Vorgesehen ist u.a. die Schaffung von so genannten Tiergesundheitsdiensten, in deren Rahmen der Tierarzt den Tierhalter in Hilfeleistungen, welche über die für die übliche Tierhaltung und Tierpflege notwendigen Tätigkeiten hinausgehen, sowie in die Anwendung von Arzneimitteln bei landwirtschaftlichen Nutztieren einbinden kann. Dies könne jedoch nur unter genauer Anleitung, Aufsicht und schriftlicher Dokumentation (Aufbewahrungszeitraum: 5 Jahre) von Art, Menge und Anwendungsweise erfolgen. Der Sozialminister hat dabei unter Bedachtnahme auf die Erfordernisse der Arzneimittelsicherheit, des Konsumentenschutzes, der Tiergesundheit und des Tierschutzes durch Verordnung festzulegen, welche Tierarzneimittel den Tierhaltern überlassen werden dürfen.

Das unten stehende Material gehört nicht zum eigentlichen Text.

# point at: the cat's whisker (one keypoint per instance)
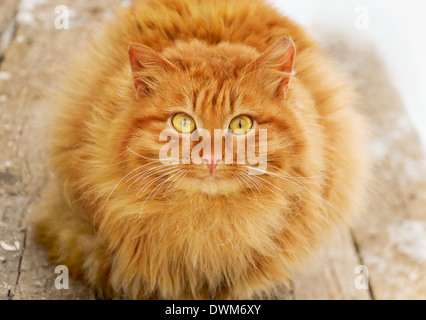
(165, 181)
(254, 193)
(122, 180)
(180, 180)
(153, 181)
(149, 195)
(262, 184)
(300, 186)
(165, 192)
(146, 158)
(151, 172)
(238, 180)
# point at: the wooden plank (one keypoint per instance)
(8, 10)
(32, 65)
(391, 234)
(330, 275)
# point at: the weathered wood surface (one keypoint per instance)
(389, 237)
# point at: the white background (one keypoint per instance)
(397, 30)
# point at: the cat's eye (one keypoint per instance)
(183, 123)
(241, 124)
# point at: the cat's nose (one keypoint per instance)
(212, 161)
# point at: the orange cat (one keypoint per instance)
(132, 225)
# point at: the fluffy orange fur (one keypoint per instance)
(208, 236)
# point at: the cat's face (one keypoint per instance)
(229, 94)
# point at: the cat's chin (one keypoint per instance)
(210, 185)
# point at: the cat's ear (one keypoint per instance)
(276, 65)
(148, 67)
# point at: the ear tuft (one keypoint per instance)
(277, 63)
(147, 67)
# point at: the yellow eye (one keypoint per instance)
(241, 124)
(183, 123)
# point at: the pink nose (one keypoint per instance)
(212, 161)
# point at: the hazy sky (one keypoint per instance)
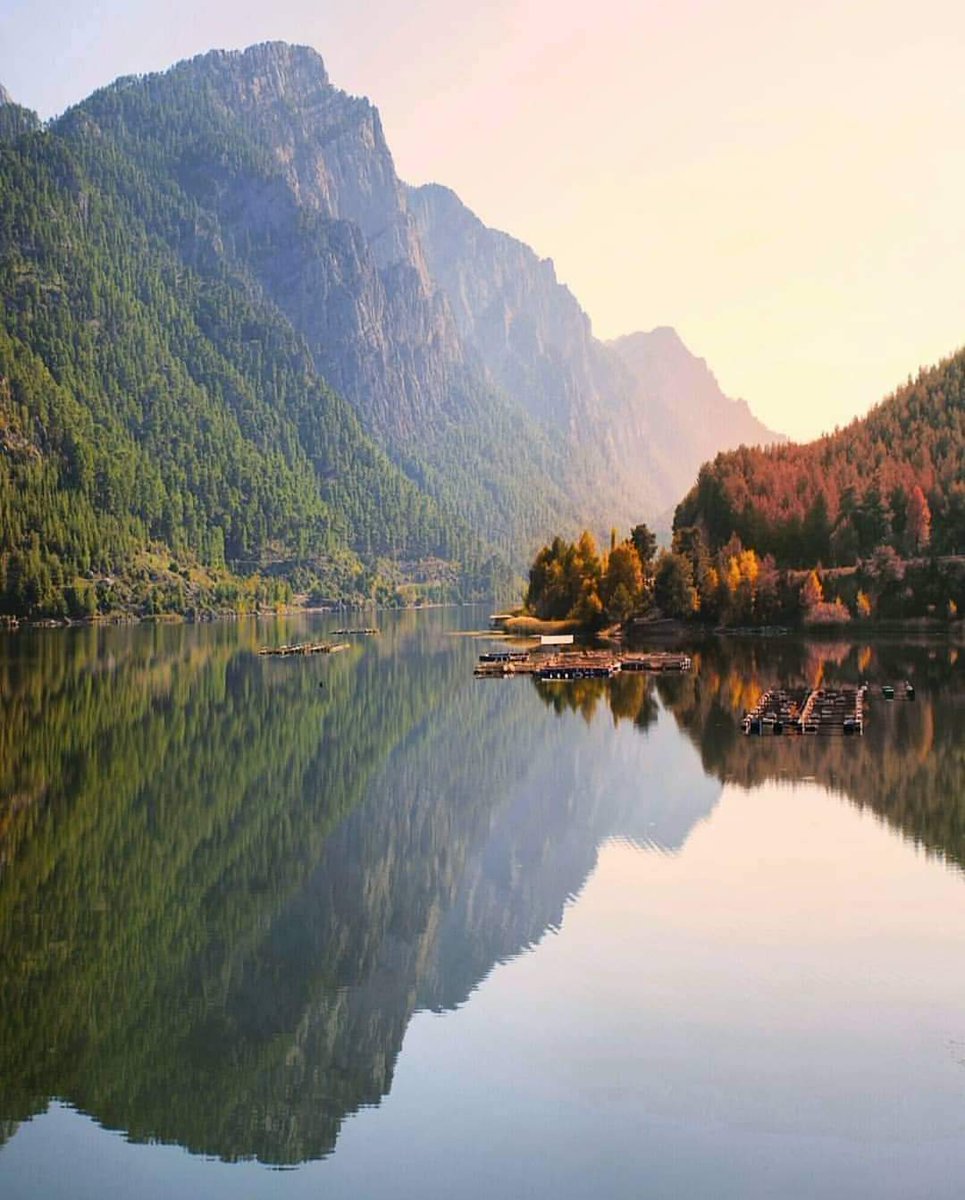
(784, 183)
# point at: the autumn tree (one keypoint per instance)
(622, 582)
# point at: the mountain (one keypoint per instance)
(13, 118)
(685, 405)
(639, 415)
(233, 340)
(894, 477)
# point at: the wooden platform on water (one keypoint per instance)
(575, 665)
(303, 648)
(817, 711)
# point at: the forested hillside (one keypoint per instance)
(895, 478)
(239, 359)
(153, 399)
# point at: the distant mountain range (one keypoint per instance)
(895, 477)
(232, 335)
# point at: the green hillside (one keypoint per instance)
(155, 406)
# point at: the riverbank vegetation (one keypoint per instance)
(733, 586)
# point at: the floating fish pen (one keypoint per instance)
(303, 648)
(575, 669)
(575, 665)
(802, 711)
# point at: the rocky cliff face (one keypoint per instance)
(461, 352)
(643, 413)
(684, 396)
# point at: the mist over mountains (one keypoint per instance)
(233, 336)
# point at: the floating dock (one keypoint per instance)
(575, 665)
(283, 652)
(802, 711)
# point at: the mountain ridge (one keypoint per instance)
(246, 219)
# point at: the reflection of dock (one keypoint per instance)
(575, 665)
(808, 711)
(283, 652)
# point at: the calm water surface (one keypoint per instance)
(409, 934)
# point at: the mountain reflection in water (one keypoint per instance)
(225, 889)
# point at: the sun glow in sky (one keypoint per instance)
(780, 181)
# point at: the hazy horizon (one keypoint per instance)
(772, 181)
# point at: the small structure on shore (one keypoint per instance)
(575, 664)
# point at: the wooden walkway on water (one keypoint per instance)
(816, 711)
(575, 664)
(283, 652)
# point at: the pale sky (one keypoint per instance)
(783, 183)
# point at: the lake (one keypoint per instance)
(364, 925)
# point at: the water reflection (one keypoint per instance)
(909, 767)
(228, 882)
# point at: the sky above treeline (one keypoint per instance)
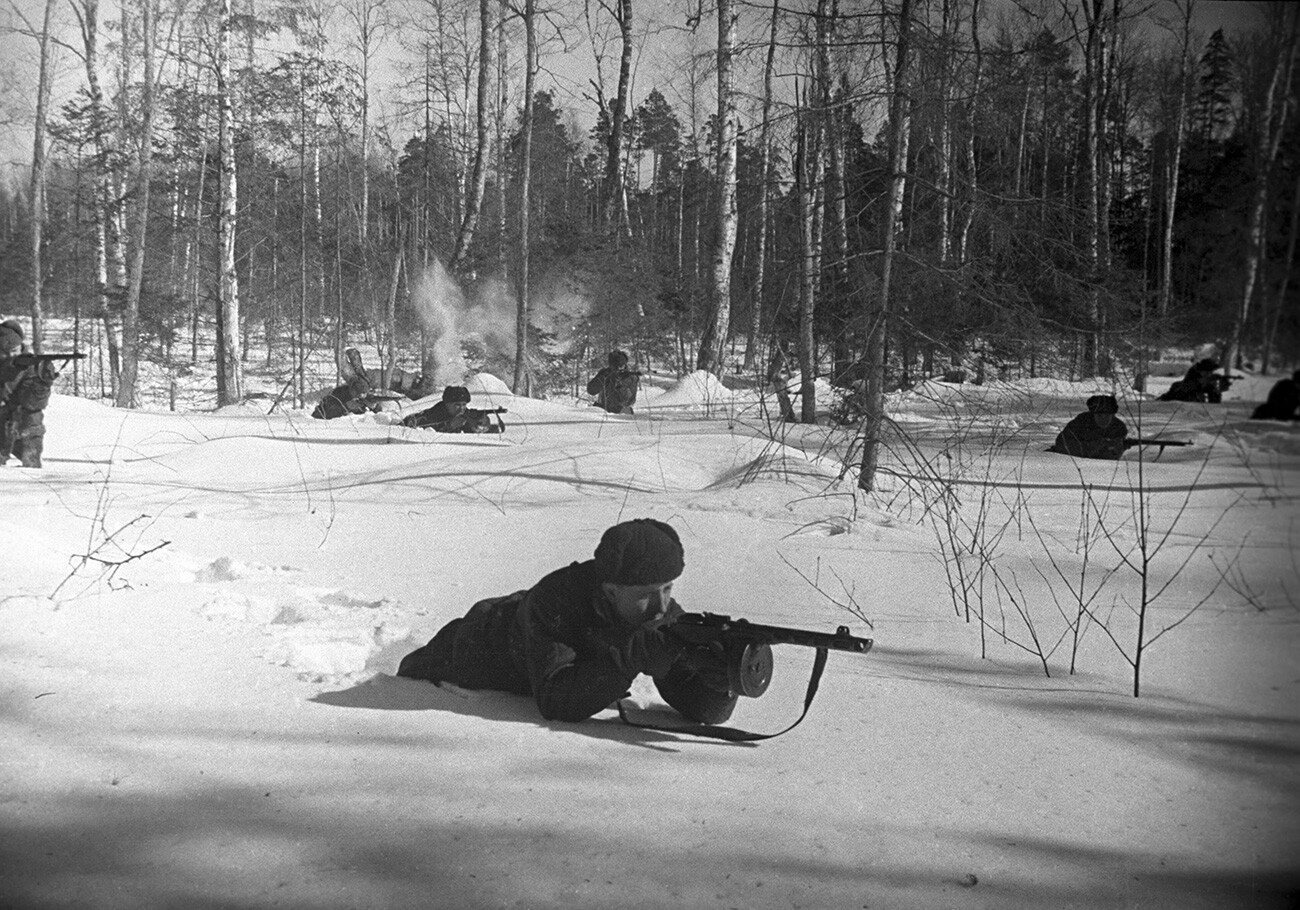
(567, 63)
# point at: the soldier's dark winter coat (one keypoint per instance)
(555, 642)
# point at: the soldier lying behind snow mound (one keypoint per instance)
(454, 415)
(1201, 384)
(615, 386)
(24, 394)
(577, 638)
(1283, 401)
(1095, 433)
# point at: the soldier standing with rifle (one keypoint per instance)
(26, 381)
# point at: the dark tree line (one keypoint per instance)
(917, 186)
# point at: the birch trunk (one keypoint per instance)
(755, 315)
(479, 180)
(229, 369)
(875, 398)
(38, 181)
(713, 345)
(525, 170)
(1272, 126)
(139, 226)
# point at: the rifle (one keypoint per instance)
(746, 646)
(1138, 441)
(748, 650)
(479, 417)
(25, 360)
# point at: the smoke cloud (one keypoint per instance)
(451, 317)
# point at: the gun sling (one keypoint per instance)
(731, 733)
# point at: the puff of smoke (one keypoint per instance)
(450, 316)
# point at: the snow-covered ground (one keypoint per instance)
(202, 614)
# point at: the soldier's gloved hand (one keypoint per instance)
(648, 651)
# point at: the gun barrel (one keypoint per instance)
(1139, 441)
(50, 358)
(701, 628)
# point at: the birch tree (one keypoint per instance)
(714, 343)
(875, 363)
(229, 360)
(1270, 125)
(482, 113)
(525, 168)
(139, 225)
(765, 170)
(38, 176)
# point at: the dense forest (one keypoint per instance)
(870, 191)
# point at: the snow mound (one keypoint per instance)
(486, 384)
(693, 389)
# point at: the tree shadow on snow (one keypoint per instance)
(390, 693)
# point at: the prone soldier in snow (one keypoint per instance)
(454, 415)
(351, 397)
(1095, 433)
(1099, 433)
(615, 386)
(577, 638)
(1201, 384)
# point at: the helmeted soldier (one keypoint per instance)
(1095, 433)
(25, 389)
(577, 638)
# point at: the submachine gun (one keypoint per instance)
(477, 421)
(1138, 441)
(25, 360)
(748, 651)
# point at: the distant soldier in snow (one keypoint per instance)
(454, 415)
(24, 394)
(1201, 384)
(1095, 433)
(577, 638)
(1283, 402)
(350, 397)
(615, 386)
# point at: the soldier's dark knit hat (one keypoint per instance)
(1103, 404)
(641, 551)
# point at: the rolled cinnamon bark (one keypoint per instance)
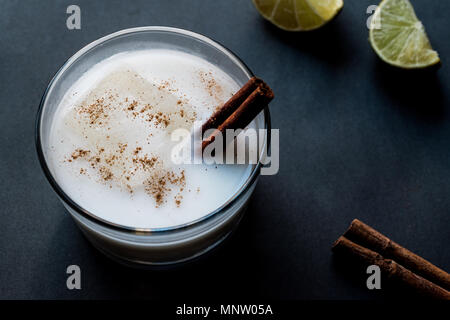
(231, 105)
(243, 114)
(391, 268)
(364, 235)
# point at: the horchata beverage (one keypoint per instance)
(110, 139)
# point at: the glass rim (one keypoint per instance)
(118, 227)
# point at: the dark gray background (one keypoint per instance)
(358, 140)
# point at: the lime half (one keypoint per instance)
(298, 15)
(399, 38)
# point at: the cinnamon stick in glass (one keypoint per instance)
(239, 110)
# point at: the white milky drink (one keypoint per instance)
(110, 139)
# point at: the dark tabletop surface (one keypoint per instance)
(358, 140)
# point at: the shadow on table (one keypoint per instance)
(328, 44)
(417, 93)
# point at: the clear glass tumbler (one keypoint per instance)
(161, 246)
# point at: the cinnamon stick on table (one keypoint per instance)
(368, 237)
(392, 269)
(239, 110)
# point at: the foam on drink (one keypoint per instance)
(111, 139)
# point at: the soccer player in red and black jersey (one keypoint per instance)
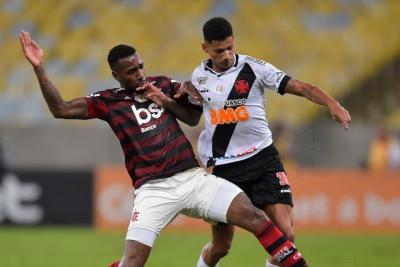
(158, 157)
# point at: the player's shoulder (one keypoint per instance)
(253, 61)
(106, 92)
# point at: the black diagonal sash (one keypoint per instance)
(223, 132)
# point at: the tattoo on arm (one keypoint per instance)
(58, 107)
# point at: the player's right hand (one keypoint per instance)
(31, 49)
(187, 88)
(340, 114)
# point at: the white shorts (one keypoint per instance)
(194, 193)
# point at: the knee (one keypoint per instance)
(220, 249)
(131, 261)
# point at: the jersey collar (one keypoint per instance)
(208, 66)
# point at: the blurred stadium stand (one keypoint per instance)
(351, 48)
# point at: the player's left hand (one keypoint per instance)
(340, 114)
(153, 93)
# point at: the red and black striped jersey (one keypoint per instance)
(151, 138)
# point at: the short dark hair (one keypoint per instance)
(118, 52)
(217, 29)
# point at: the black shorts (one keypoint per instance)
(262, 177)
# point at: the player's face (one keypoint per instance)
(129, 72)
(222, 53)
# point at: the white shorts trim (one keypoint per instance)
(193, 192)
(143, 236)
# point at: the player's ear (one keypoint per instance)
(115, 75)
(204, 46)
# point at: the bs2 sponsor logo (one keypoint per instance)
(144, 115)
(229, 115)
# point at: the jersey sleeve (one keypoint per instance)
(97, 107)
(272, 77)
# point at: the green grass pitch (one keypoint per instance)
(66, 247)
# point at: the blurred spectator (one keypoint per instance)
(2, 163)
(384, 151)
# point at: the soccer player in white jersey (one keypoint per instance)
(158, 156)
(237, 140)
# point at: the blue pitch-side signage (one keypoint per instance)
(46, 197)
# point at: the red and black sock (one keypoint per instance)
(281, 248)
(114, 264)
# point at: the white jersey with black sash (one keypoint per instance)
(234, 108)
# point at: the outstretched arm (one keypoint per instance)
(183, 112)
(74, 109)
(319, 96)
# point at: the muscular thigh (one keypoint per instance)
(262, 177)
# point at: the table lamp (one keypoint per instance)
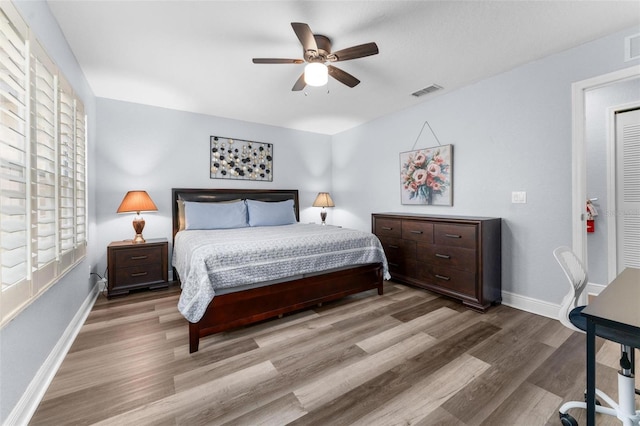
(137, 201)
(323, 200)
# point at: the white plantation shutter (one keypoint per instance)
(43, 118)
(14, 165)
(43, 227)
(66, 167)
(81, 181)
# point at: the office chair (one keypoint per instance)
(570, 316)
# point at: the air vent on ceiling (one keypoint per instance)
(632, 47)
(429, 89)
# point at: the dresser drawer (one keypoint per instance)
(138, 256)
(397, 249)
(454, 280)
(402, 268)
(455, 235)
(388, 228)
(447, 256)
(417, 231)
(138, 274)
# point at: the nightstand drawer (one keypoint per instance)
(138, 256)
(133, 266)
(139, 274)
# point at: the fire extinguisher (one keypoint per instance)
(591, 214)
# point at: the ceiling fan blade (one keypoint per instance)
(355, 52)
(343, 76)
(300, 84)
(305, 36)
(277, 61)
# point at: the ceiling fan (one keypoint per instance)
(316, 50)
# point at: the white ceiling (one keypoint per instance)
(196, 55)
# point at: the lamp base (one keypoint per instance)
(138, 226)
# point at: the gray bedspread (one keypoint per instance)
(210, 260)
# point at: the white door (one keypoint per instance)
(627, 213)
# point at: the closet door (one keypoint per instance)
(628, 189)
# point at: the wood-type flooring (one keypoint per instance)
(408, 357)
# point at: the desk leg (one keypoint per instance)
(591, 373)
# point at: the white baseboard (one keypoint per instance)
(28, 403)
(535, 306)
(540, 307)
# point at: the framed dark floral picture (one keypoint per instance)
(426, 176)
(240, 159)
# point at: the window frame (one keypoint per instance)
(43, 198)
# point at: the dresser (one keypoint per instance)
(132, 266)
(457, 256)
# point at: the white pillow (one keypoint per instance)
(271, 213)
(222, 215)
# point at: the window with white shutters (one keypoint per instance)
(14, 163)
(43, 228)
(43, 117)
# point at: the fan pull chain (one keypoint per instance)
(426, 123)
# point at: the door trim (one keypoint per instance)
(579, 154)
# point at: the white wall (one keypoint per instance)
(510, 133)
(28, 340)
(156, 149)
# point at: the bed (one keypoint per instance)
(234, 302)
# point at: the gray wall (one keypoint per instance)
(510, 133)
(597, 102)
(26, 341)
(156, 149)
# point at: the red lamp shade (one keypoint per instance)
(323, 200)
(137, 201)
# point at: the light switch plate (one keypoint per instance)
(519, 197)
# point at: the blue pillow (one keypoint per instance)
(222, 215)
(263, 213)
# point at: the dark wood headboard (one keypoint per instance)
(213, 195)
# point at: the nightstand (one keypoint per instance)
(137, 265)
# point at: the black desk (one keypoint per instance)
(617, 307)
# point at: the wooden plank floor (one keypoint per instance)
(407, 357)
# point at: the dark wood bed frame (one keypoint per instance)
(249, 306)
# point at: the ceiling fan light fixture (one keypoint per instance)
(316, 74)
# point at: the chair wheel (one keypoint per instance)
(597, 400)
(567, 420)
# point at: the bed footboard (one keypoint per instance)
(249, 306)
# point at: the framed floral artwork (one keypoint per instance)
(426, 176)
(240, 159)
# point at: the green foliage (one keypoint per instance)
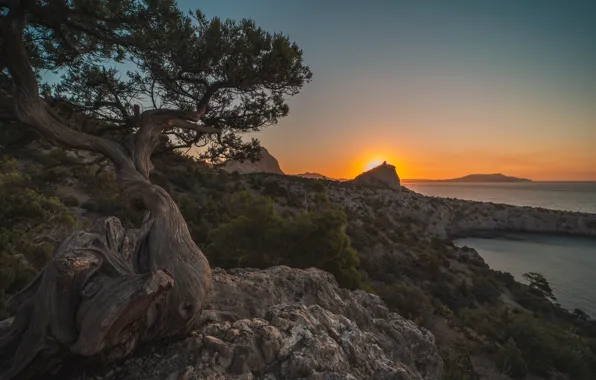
(31, 223)
(255, 235)
(457, 364)
(510, 361)
(539, 283)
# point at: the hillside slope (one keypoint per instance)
(403, 250)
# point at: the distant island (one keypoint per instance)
(498, 177)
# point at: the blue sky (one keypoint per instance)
(438, 88)
(441, 88)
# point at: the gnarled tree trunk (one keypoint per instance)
(108, 289)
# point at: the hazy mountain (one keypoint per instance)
(314, 176)
(498, 177)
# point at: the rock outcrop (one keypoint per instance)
(383, 175)
(283, 323)
(266, 164)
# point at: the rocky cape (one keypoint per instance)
(491, 178)
(265, 164)
(283, 323)
(447, 218)
(383, 175)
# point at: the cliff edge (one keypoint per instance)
(283, 323)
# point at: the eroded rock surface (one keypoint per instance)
(284, 323)
(265, 164)
(383, 175)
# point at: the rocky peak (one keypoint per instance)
(383, 175)
(283, 323)
(266, 164)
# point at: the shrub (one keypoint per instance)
(510, 361)
(255, 235)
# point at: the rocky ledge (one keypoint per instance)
(283, 323)
(383, 175)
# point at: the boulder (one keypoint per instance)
(383, 175)
(266, 164)
(283, 323)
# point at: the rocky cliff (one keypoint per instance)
(266, 164)
(283, 323)
(383, 175)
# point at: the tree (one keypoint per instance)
(202, 82)
(540, 284)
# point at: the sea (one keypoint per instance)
(568, 263)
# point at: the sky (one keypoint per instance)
(438, 88)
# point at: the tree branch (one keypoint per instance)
(152, 123)
(32, 110)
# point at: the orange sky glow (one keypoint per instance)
(440, 91)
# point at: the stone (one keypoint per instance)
(383, 175)
(293, 324)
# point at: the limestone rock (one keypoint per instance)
(283, 323)
(383, 175)
(266, 164)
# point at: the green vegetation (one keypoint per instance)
(265, 220)
(255, 235)
(32, 222)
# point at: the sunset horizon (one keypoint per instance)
(438, 90)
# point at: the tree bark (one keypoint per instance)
(107, 290)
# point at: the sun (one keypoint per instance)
(373, 164)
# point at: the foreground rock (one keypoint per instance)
(383, 175)
(284, 323)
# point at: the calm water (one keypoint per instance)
(570, 196)
(568, 263)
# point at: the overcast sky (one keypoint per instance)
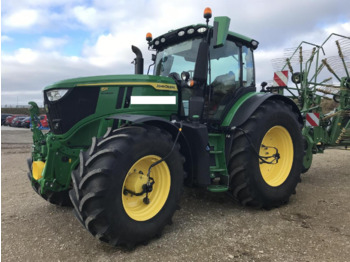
(44, 41)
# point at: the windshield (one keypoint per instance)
(177, 58)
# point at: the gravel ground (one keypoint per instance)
(314, 226)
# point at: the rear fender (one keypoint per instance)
(248, 107)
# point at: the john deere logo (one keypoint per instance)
(166, 87)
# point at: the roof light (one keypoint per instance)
(56, 94)
(201, 30)
(149, 37)
(254, 43)
(190, 31)
(181, 33)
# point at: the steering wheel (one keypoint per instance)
(175, 76)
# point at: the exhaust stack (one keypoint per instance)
(138, 61)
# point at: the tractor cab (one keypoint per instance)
(210, 80)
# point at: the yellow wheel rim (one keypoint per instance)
(275, 174)
(136, 178)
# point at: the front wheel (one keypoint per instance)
(112, 194)
(267, 156)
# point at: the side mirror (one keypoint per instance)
(201, 68)
(220, 30)
(185, 76)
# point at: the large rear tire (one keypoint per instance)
(272, 130)
(112, 170)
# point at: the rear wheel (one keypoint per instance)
(112, 194)
(267, 156)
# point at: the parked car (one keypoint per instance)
(26, 122)
(9, 120)
(3, 118)
(16, 122)
(43, 120)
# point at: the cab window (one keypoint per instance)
(225, 77)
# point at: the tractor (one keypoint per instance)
(121, 147)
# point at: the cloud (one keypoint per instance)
(21, 19)
(5, 38)
(52, 42)
(21, 56)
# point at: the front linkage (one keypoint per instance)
(43, 166)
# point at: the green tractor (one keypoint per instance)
(121, 147)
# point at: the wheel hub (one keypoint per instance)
(144, 196)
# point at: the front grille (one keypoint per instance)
(77, 104)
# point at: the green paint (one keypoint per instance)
(228, 119)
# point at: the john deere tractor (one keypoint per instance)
(121, 147)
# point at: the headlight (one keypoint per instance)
(181, 33)
(56, 94)
(201, 30)
(190, 31)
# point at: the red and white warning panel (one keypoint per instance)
(312, 119)
(280, 78)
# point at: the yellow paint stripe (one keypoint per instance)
(158, 86)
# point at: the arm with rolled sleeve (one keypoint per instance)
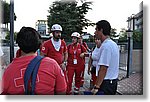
(60, 84)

Abgeordneter Johann Maier (S) nahm zunächst zu jener Regierungsvorlage Stellung, die eine Reihe von Änderungen bei insgesamt fünf Gesetzesmaterien aus dem Gesundheitsbereich (Novellierung des Arzneimittelgesetzes, des Rezeptpflichtgesetzes, des Apothekengesetzes, des Medizinproduktegesetzes und des Arzneibuchgesetzes) vorsieht. Maier erachtete die Regelungen im Doping-Bereich, die nicht den internationalen Standards entsprechen, für in keiner Weise ausreichend. So sind etwa keine Kontrollmaßnahmen vor und nach dem Training vorgesehen, bemängelte er. Außerdem werde auch nicht die Dopingproblematik im Pferdesport vom Entwurf erfasst, weil die Bestimmungen nur für Vereine gelten. Ein eigenes Doping-Gesetz wäre seiner Auffassung nach dringend notwendig.

Absolut enttäuscht zeigte er sich darüber, dass in der Frage der Tierarzneimittel kein Einvernehmen mit der Opposition gesucht wurde. Offensichtlich waren auch die Tierärzte selbst, die gestern eine Pressekonferenz zum Thema "Vom Feinkost- zum Feinkotzladen?" gegeben haben, vom Entwurf überrascht. Im besonderen kritisierte er, dass die Bauern selbst Medikamente verabreichen können und sich die Landwirtschaft im Rahmen der mittelbaren Bundesverwaltung (Agrarlandesräte) praktisch selbst kontrolliere.

Es sei notwendig gewesen, auf die Entwicklungen, die es im Zusammenhang mit dem Missbrauch von Tierarzneimitteln gegeben hat, zu reagieren, meinte Abgeordneter Karl Donabauer (V). Es gehe bei dem Antrag darum, eine sehr klare und korrekte Zusammenarbeit zwischen Bauern und Tierärzten zu erreichen und den "herumfahrenden Geschäftemachern" das Handwerk zu legen. So wurde z.B. festgelegt, dass Tierarzneimittel nur vom Tierarzt gehandelt und abgegeben bzw. unter tierärztlicher Aufsicht verabreicht werden dürfen. Voraussetzung dafür sei eine vertragliche Partnerschaft zwischen Bauern und Tierarzt, und jeder Missbrauch werde mit hohen Geldstrafen geahndet, betonte er. Zudem werde ein Tiergesundheitsdienst installiert und vorgeschrieben, dass der Tierarzt sechs Mal pro Jahr den Landwirt aufsuchen muss, um Beratungs- und Informationsgespräche durchzuführen.

Abgeordnete Gabriela Moser (G) warf den Regierungsfraktionen vor, dass massive Veränderungen gegenüber dem Erstentwurf vorgenommen wurden. Für problematisch hielt sie, dass die Verabreichung freigegeben wird und dass der Bauer ein Kontingent an Arzneimitteln einen Monat lang daheim lagern sowie Lebendimpfungen durchführen könne. Sie wolle nicht, dass eine Situation wie in Großbritannien eintritt, wo die Seuchen aufgrund der mangelnden Tierarztbesuche sehr schnell um sich gegriffen haben.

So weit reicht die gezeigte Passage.